The first two user testing workshops of the project took place on the 7th and 21st of February. Thirteen Visually Impaired users and five fully sighted users (wearing simspecs) attended the workshops to test the app and we are pleased to say that the initial reaction to the app was positive. Participants first answered questions about their Visual Impairment and symptoms, how they find navigating a building independently, personal preference about how they get around buildings and if they think this app could be useful and why. This information will be crucial in helping us to develop a persona for the app that will best suit everyone. Participants then went on to navigate a route using the first pilot of the UCAN GO app, and gave feedback on language, navigation, audio instructions and design. We’re processing this now and will post responses here in our next blog post. We’re pleased to say that the majority were very positive! Using the information we collected from our meetings with mobility officers, we also put together a few games to test people’s knowledge and ability to use mobility language and perception of distance. Finally, participants also tested and gave feedback on a selection of our favourite apps that we have chosen as part of our research. We would like to thank all those who took part and thank project partner representatives Leonie Wallace from the Wales Millennium Centre and Marcus Lewis from the Torch Theatre for joining us.
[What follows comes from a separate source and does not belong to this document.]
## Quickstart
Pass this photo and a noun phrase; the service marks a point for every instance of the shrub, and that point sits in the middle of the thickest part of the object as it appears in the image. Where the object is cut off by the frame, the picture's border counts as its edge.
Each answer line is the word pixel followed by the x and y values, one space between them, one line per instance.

As we mentioned in our last blog post, we have decided to research the symptoms connected to eye conditions as opposed to the conditions themselves. We have read a few research papers given to us by Tom Margrain (title) which discuss the most prevalent eye conditions across the age spectrum and they have clarified our preconceived thoughts. For example, we believed that a high percentage of people with a visual impairment would be elderly people living with Age Related Macula Degeneration (AMD) and these papers proved our thoughts were correct. Once we had a better understanding of the statistics we began to collect symptoms. We started by visiting the VI Scotland website and trawling through every listed eye condition and picking out any key information. I found this so interesting especially as it confirmed my belief that we all can, and do, share similar symptoms despite the different visual impairments we have. I found out that Nystagmus is commonly found as a side effect of another eye condition, rather than existing independently. This would explain why I know so many people who have it. Facts such as this kept appearing and reappearing and I got more and more excited about what we were discovering. We weren’t the only ones excited by the prospect of researching symptoms, so was Tom Margrain. He told us that this had never been done before and I’m so pleased to say that the people to consider it are visually impaired themselves.